With this relational dynamic, in order to ‘find’ the client I sense I am having to go over the ‘mid-line’ in the space between us, or what in Gestalt we call the contact boundary (between self and other). That feeling might arise for me when on inviting a client to share how they feel about a situation they are describing, there is a deflection – in the form of a change of topic, or deferring to talking about more of the content of the story rather than sharing its impact. One experiment I used with a client recently was marking a line out on the floor between us. I invited him to position themselves relative to the line to indicate where they felt there were relative to me, in ‘us’. Furthermore, where was I, and ideally where would they like me to be? Further away, closer to; and then, where would they like to go once I had moved? Other experiments here could involve changing the orientation of our chairs, to be side by side and slowly moving toward face to face. Another version is to “titrate” eye contact: sitting face to face but with closed eyes – how is that? Now opening them but averted downward – what is it like to like to bring me into their awareness. As with all experiments, it is important to proceed slowly, feeling each increment directly; and to also have ways of graduation, slowly increasing their intensity and therefore felt impact.

Walking on egg shells. 

A final example might be one where I feel quite cagey and hesitant; I know what I am experiencing, feeling, and yet don’t feel ‘brave” enough to share. I realise I am going along with a client’s narrative, confluent. This can come with a sense of a client’s fragility (not wanting to hurt) but for me personally, I find it harder when its about a felt sense of a client’s anger or rage, a sense I might inadvertently burst a bubble. This is one example of how our own material can mingle with that of the clients. For such occasions, I bring in the “elephant in the room” – a plastic model a friend once bought me. I ask if the client too can feel something else is here with us. 

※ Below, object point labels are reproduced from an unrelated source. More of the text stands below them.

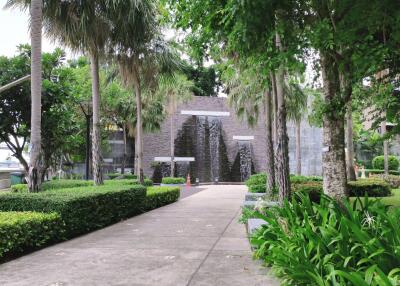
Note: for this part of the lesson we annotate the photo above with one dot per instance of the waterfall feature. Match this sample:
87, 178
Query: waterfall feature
201, 137
245, 159
215, 135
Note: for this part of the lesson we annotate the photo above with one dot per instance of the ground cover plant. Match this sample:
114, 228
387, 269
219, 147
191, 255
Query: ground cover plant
373, 187
331, 243
379, 163
173, 180
21, 231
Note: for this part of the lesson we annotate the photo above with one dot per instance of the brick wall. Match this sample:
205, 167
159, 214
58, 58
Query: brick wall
158, 144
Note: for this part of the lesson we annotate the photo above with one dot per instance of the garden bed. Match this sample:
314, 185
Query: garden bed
74, 211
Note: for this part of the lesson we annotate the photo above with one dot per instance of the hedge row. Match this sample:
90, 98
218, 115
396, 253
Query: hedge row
373, 187
82, 209
54, 184
64, 184
160, 196
257, 183
21, 231
173, 180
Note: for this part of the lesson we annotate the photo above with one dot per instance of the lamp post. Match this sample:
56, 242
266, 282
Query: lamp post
88, 115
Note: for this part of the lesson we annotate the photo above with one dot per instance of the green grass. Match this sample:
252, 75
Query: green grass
393, 200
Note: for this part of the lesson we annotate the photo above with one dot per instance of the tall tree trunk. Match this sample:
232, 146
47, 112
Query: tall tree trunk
125, 150
34, 176
96, 139
333, 158
139, 127
172, 143
282, 148
135, 169
385, 149
351, 174
274, 107
270, 147
298, 147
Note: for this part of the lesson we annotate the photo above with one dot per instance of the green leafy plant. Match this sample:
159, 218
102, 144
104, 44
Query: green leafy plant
392, 180
173, 181
53, 185
160, 196
21, 231
373, 187
82, 208
331, 243
378, 163
370, 172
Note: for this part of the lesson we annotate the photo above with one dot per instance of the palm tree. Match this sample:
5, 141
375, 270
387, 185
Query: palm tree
249, 96
82, 26
174, 89
138, 19
296, 106
36, 93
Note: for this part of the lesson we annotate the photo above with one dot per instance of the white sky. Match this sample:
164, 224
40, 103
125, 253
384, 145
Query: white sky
14, 30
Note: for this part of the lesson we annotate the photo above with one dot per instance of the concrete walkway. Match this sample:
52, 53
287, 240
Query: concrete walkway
196, 241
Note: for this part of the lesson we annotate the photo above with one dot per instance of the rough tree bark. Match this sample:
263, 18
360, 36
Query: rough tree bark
351, 174
282, 148
298, 147
139, 128
270, 147
385, 149
34, 178
333, 157
96, 151
172, 142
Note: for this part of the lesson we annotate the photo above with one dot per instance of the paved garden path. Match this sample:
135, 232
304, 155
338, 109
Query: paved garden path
196, 241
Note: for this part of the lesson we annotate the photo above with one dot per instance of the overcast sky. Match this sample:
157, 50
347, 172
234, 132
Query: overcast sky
14, 30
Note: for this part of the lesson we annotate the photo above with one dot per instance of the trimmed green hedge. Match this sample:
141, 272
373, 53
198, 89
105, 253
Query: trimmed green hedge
379, 163
257, 183
392, 180
173, 180
295, 179
21, 231
82, 209
313, 189
160, 196
377, 171
372, 187
54, 184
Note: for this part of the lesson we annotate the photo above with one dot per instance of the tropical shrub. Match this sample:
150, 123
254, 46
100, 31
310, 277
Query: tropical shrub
53, 185
329, 243
379, 163
392, 180
373, 187
21, 231
173, 180
295, 179
371, 172
160, 196
313, 189
258, 188
257, 183
84, 208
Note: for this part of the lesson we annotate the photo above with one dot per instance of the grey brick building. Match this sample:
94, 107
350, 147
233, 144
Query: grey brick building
222, 145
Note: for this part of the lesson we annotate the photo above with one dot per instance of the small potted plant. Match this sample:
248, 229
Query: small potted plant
172, 181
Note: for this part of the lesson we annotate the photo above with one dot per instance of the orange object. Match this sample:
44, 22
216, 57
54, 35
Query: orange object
188, 180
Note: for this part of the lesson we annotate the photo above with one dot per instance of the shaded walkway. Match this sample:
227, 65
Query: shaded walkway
196, 241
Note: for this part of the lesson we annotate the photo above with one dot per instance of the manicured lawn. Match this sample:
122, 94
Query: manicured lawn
393, 200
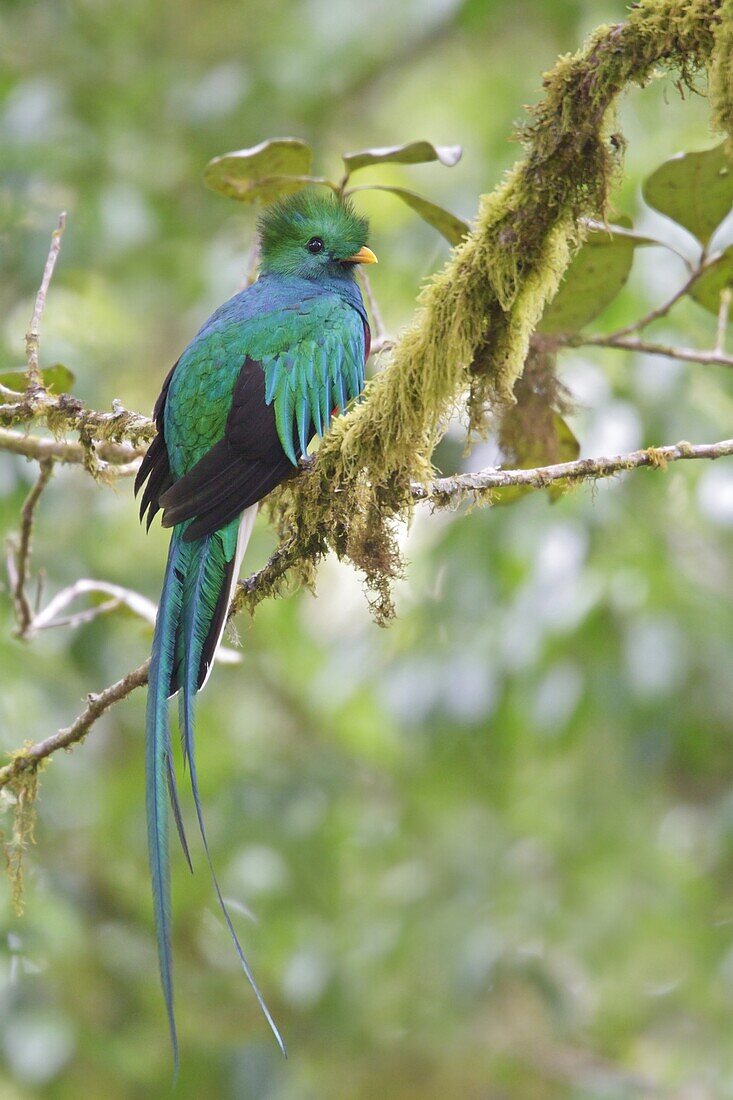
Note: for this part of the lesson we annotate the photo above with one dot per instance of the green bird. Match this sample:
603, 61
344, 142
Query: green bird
265, 373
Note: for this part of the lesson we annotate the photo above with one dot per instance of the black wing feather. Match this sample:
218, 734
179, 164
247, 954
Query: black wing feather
155, 468
238, 471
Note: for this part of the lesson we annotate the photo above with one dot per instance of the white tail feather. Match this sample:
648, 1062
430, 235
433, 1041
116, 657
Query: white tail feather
245, 526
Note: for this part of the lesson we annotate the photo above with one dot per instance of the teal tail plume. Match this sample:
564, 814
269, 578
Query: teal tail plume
192, 613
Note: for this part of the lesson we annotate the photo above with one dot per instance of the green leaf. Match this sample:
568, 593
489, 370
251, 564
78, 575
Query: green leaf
414, 152
262, 173
592, 281
695, 189
562, 447
718, 277
57, 378
452, 228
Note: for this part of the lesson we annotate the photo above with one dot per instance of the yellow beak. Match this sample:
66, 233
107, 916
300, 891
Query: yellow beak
363, 256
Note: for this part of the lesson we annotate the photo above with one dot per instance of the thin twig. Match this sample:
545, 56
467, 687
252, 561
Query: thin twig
34, 378
662, 310
118, 460
21, 553
722, 319
440, 492
647, 348
445, 490
97, 704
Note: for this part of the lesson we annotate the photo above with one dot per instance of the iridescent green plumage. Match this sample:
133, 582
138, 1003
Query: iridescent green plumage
264, 373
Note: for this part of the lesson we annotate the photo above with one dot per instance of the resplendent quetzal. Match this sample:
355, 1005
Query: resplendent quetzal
265, 373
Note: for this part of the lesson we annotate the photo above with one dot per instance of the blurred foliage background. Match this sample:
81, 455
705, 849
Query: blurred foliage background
489, 851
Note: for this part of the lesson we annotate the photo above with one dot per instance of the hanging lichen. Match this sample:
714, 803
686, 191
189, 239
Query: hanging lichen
476, 318
22, 793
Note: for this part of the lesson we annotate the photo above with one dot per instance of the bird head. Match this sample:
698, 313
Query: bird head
314, 235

Key to all of the above, and indeed any relational intervention is to challenge the process, not the client. To challenge the withdrawing (for example) and not give any kind of sense if it being ‘wrong’; to arouse the curiosity as to how it might once have been useful, helpful, protective. “What is gained by withdrawing?”

Furthermore, I need to own my part in the situation – afterall, relating is a verb, and it takes two! “What is it I just did / said that lead to you feeling the need to withdraw?”

I will take some time in a future blog to explain more about the use of experiments in Gestalt psychotherapy – it is worth taking some time to demystify this form of intervention, as its often a hurdle training clients need to ‘get over’. It can feel like we are ‘doing’ something to the client and thus like we are going against a key principle of the Humanistic tradition i.e. letting the client lead. Once we understand, as I mention above, that it is simply a spontaneous act to raise awareness some of those concerns can dissipate. More soon!